Laure Leyris, 34 ans, directrice d’Imprim’service, à Lille – l’un des cinq établissements et services d’aide par le travail (ESAT) municipaux de France –, a des tonnes de projets dans sa besace. Dominique Vermeulen, son adjointe administrative, se réjouit de cette volonté d’innover : « Elle a fait avancer à la fois les moniteurs d’atelier et les travailleurs handicapés, en organisant beaucoup d’événements à l’extérieur, des salons, des marchés de Noël… » Laure Leyris a suivi ses études à l’Institut d’études politiques de Bordeaux.
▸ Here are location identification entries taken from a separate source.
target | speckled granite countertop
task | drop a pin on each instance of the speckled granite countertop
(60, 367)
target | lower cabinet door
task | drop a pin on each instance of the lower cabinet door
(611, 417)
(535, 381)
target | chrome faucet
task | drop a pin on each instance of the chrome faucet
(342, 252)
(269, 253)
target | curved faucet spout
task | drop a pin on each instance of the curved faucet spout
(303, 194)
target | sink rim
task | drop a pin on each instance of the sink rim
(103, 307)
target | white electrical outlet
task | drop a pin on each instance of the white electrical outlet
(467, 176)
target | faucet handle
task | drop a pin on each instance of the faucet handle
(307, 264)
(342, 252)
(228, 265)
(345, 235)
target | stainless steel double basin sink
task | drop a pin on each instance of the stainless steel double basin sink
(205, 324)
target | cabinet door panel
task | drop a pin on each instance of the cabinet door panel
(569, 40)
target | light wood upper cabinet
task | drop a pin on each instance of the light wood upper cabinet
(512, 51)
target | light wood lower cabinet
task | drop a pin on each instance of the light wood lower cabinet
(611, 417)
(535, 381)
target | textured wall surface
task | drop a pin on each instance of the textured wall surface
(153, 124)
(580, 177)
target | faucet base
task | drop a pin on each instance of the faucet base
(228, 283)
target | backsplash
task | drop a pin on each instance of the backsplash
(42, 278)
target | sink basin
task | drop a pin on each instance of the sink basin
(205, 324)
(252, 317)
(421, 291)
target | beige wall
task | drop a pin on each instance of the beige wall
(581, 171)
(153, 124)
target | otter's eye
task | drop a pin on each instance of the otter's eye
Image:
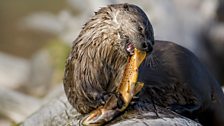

L’idée d’œuvrer dans l’humanitaire à l’international la titillait : « C’était déjà l’envie de travailler pour les personnes », note-t-elle aujourd’hui. Mais dans un poste avec du pouvoir, car elle voulait agir, mener des projets. L’établissement qu’elle dirige aujourd’hui est géré par le CCAS de la ville : une particularité avec laquelle compose cette femme dynamique, qui cumule ce poste à responsabilité et l’éducation de ses trois enfants, âgés de 6 mois à 6 ans. Avec les risques d’épuisement…
Dans son travail précédent, Laure Leyris a connu un burn-out après l’arrivée de son deuxième bébé. « J’ai fait les frais de cette combinaison entre vie familiale et travail, où j’avais des exigences de résultats que je m’imposais à moi-même », explique-t-elle. C’était son premier poste, après l’obtention du concours de directeur de centre médico-social, en 2010. Le centre Simone-Delthil de Saint-Denis (Seine-Saint-Denis) qu’elle dirigeait regroupe trois Sessad pour les handicaps auditif et visuel et les troubles du langage. Elle avait sous ses ordres 48 professionnels, pour 180 usagers suivis. « Je voulais trop que tout se passe parfaitement, que la réalité soit conforme à mon idée. » Goût de la perfection, refus de s’accorder des temps de répit, elle a analysé le processus d’épuisement dans un article paru en 2016(1). En cinq ans et demi, elle mène à bien une réorganisation du temps de travail, mais se sent de plus en plus isolée. Il lui manque « le contact avec les gens ». Ce que confirme Sylvie Hanquier, cadre socio-éducatif dans un institut médico-éducatif où Laure Leyris effectuait un intérim en parallèle : « Un Sessad, c’est une équipe éclatée, difficile à rassembler. Celle-ci était depuis longtemps en place, installée dans des habitudes de travail. » En clair, difficile à bouger. La professionnelle garde de Laure Leyris le souvenir de quelqu’un de fiable, qui assume ses décisions, prises après avoir écouté les salariés.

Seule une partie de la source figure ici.